The isolated HD-GYP domain of RpfG is active in regulation and possesses cyclic di-GMP phosphodiesterase activity. (A and B) The HD-GYP domain with a C-terminal His₆ tag can partially restore mannanase (A) and endoglucanase (B) synthesis to both rpfG and rpfGHC mutants. Bacterial strains were grown in NYGB medium to an OD at 600 nm of 2.0. Values given are the means and standard errors of triplicate measurements. (C) SDS/PAGE of the HD-GYPHis₆ protein purified by nickel affinity chromatography shows a single band of the expected size of 27 kDa. (D) The purified protein has enzymatic activity against cyclic di-GMP. Reverse-phase HPLC analysis of aliquots of reaction mixtures boiled immediately after addition of the enzyme and after 300 min of incubation shows the degradation of cyclic di-GMP to a compound with the same mobility as the GMP standard. The identity of the product was confirmed by mass spectrometry.

Fig. 4.

Mutation of the signature H and D residues in the HD-GYP domain abolishes its regulatory function. (A and B) Variant proteins with H231A and D232A alteration (labeled AD-GYP and HA-GYP) are unable to restore production of mannanase (A) and endoglucanase (B) to rpfG and rpfGHC mutants of Xcc. Values given are the means and standard errors of triplicate measurements. (C) Western blot analysis with an anti-His₆ antiserum shows that all variant proteins are expressed in Xcc.
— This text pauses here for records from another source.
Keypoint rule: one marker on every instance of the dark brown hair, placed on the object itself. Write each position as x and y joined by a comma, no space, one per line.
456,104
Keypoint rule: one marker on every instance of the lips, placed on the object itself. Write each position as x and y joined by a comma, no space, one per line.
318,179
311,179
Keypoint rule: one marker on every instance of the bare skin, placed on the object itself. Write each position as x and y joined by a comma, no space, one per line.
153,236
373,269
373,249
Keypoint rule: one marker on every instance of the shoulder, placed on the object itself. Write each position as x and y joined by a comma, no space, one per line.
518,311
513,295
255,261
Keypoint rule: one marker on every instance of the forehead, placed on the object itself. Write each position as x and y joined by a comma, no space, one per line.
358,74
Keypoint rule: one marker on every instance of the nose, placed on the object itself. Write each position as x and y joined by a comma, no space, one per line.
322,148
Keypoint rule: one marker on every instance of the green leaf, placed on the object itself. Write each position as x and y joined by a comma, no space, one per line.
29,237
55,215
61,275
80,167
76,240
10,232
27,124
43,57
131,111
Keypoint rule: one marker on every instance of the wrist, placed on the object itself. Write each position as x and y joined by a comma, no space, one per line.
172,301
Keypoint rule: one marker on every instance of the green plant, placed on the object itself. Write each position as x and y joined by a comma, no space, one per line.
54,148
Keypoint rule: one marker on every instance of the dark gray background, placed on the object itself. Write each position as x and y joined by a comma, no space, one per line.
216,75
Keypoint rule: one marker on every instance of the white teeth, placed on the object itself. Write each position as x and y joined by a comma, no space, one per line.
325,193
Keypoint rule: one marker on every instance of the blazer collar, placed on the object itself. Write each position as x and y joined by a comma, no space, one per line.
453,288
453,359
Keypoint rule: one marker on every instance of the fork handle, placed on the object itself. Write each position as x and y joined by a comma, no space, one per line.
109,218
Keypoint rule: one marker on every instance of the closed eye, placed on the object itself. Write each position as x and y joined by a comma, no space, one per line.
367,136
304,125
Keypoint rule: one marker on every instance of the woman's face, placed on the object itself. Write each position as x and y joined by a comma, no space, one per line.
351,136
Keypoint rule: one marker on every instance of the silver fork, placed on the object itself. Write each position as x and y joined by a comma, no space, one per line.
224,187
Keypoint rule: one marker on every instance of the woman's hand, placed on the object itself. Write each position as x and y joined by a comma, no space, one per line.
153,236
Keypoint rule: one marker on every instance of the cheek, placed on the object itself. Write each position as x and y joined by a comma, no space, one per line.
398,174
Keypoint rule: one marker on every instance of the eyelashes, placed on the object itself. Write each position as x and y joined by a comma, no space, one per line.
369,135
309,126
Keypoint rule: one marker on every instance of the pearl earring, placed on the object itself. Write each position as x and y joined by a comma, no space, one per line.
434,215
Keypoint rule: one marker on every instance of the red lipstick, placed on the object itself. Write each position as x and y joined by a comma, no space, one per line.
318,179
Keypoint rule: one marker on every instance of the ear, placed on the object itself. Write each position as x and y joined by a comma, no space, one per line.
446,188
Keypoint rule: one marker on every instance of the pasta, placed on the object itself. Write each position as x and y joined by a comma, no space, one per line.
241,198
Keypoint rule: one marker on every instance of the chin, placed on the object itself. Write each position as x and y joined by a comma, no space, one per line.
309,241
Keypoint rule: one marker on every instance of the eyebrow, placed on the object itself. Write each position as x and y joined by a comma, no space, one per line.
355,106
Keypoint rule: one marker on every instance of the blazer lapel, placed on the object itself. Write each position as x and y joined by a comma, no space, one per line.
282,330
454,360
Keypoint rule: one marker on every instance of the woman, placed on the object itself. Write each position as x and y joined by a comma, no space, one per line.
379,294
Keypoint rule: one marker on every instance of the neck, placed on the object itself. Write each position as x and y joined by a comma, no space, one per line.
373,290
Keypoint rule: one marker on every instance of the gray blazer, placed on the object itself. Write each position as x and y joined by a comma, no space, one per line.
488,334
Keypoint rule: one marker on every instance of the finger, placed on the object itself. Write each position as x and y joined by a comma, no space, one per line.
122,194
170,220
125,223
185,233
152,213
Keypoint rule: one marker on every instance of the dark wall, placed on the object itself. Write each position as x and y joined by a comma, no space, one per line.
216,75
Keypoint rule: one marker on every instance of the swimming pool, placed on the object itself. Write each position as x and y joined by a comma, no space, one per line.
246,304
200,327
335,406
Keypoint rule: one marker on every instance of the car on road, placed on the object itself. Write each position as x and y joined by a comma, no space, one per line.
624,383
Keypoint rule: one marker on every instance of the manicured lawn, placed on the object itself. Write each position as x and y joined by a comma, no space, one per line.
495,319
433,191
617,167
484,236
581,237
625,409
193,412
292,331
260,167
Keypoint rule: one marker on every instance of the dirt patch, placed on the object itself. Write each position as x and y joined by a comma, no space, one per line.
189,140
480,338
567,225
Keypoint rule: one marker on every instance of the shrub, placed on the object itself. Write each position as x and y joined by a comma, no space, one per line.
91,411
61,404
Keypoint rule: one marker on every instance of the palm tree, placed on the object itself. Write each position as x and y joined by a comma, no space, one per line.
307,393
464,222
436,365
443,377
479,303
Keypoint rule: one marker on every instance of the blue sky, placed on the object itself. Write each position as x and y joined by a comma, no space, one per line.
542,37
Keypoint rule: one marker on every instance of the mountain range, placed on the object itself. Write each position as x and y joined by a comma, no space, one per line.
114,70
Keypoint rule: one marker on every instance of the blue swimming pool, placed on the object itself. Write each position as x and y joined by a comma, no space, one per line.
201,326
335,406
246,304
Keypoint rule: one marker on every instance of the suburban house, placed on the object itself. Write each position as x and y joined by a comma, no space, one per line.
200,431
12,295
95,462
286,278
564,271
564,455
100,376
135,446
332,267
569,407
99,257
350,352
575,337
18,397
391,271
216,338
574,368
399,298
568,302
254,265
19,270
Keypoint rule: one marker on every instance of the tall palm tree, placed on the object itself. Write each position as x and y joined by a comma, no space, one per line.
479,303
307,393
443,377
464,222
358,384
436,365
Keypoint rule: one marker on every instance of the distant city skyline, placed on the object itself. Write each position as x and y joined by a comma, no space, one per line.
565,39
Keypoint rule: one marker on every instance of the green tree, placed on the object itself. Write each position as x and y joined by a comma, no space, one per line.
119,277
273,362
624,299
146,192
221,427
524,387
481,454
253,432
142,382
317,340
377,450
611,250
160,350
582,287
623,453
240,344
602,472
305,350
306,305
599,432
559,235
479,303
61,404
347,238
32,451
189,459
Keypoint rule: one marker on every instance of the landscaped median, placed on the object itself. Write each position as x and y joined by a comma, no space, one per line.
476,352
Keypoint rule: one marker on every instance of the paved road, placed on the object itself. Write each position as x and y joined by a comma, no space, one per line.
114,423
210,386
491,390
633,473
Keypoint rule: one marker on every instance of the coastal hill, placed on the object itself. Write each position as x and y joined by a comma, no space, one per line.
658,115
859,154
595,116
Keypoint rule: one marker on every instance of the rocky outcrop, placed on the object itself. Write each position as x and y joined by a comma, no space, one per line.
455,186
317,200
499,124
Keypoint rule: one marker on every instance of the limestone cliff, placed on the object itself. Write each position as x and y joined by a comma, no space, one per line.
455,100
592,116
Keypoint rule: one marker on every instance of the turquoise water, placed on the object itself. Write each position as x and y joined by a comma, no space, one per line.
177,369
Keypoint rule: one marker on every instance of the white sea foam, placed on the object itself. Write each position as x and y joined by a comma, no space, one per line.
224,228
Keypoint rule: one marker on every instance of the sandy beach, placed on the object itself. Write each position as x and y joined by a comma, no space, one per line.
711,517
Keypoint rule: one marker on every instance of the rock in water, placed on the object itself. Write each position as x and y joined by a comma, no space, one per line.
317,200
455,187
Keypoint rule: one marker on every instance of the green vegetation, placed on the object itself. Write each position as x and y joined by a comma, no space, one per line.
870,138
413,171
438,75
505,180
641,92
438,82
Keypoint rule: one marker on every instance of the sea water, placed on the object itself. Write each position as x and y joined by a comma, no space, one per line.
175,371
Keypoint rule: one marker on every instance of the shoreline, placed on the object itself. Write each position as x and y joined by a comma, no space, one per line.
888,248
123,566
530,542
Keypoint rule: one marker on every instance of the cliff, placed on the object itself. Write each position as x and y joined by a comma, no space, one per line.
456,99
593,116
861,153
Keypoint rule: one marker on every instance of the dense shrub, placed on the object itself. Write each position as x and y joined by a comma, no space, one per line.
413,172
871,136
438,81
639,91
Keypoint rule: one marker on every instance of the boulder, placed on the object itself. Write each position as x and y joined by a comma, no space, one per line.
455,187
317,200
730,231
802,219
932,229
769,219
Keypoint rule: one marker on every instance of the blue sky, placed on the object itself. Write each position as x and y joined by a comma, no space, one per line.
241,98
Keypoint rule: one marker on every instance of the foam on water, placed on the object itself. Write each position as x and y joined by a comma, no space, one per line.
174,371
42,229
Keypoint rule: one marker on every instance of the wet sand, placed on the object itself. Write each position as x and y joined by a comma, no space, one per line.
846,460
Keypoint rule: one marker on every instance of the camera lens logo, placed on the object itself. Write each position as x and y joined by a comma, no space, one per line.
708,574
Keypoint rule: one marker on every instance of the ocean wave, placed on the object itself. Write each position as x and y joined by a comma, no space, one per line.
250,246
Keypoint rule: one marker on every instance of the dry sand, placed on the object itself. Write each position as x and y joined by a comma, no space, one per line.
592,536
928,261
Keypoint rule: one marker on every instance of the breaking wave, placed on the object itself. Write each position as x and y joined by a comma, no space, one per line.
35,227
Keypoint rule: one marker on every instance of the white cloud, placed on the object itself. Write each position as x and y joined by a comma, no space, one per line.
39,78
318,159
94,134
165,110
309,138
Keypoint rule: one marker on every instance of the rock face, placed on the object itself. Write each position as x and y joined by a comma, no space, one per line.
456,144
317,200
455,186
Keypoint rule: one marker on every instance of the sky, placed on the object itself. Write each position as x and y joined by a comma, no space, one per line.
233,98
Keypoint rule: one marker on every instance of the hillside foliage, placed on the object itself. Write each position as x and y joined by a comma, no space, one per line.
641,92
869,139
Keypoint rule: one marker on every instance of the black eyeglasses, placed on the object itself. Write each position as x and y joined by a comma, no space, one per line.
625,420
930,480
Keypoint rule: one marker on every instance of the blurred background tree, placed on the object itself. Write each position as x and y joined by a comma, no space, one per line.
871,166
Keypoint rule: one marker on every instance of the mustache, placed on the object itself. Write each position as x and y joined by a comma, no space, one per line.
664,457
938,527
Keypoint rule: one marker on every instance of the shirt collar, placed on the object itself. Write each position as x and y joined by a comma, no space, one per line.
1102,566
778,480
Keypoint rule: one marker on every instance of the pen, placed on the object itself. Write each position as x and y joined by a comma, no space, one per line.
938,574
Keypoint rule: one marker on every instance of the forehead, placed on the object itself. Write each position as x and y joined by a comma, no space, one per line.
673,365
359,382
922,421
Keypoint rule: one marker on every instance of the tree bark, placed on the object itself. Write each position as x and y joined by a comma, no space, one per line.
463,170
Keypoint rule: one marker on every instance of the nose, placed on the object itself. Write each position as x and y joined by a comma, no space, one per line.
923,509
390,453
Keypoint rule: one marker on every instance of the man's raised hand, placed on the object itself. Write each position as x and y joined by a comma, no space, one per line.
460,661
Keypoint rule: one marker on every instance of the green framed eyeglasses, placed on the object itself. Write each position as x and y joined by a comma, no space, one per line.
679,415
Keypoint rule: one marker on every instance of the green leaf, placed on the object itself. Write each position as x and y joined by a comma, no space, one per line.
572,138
Lanes: 1, 8004 (HD-GYPHis₆); 2, 8004 (pLAFR3); 3, rpfG (pLAFR3); 4, rpfG (HD-GYPHis₆); 5, rpfG (AD-GYPHis₆); 6, rpfG (HA-GYPHis₆); 7, rpfG (AA-GYPHis₆). (D) Variant proteins H231A and D232A are unable to restore production of protease to rpfG of Xcc. The level of protease production was assessed by zones of clearing produced after growth of bacteria on skimmed milk agar plates. The H231AD232A variant is also inactive, and similar results are seen in the rpfGHC mutant background (data not shown).

Fig. 5.

Reconstruction of the Rpf/DSF signaling pathway in P. aeruginosa. Expression of RpfG and RpfC together (from the rpfGHC operon) partially restores swarming motility to the rsmA mutant of P. aeruginosa (upper left). Addition of DSF to the medium in increasing amounts allows a full restoration to wild-type motility.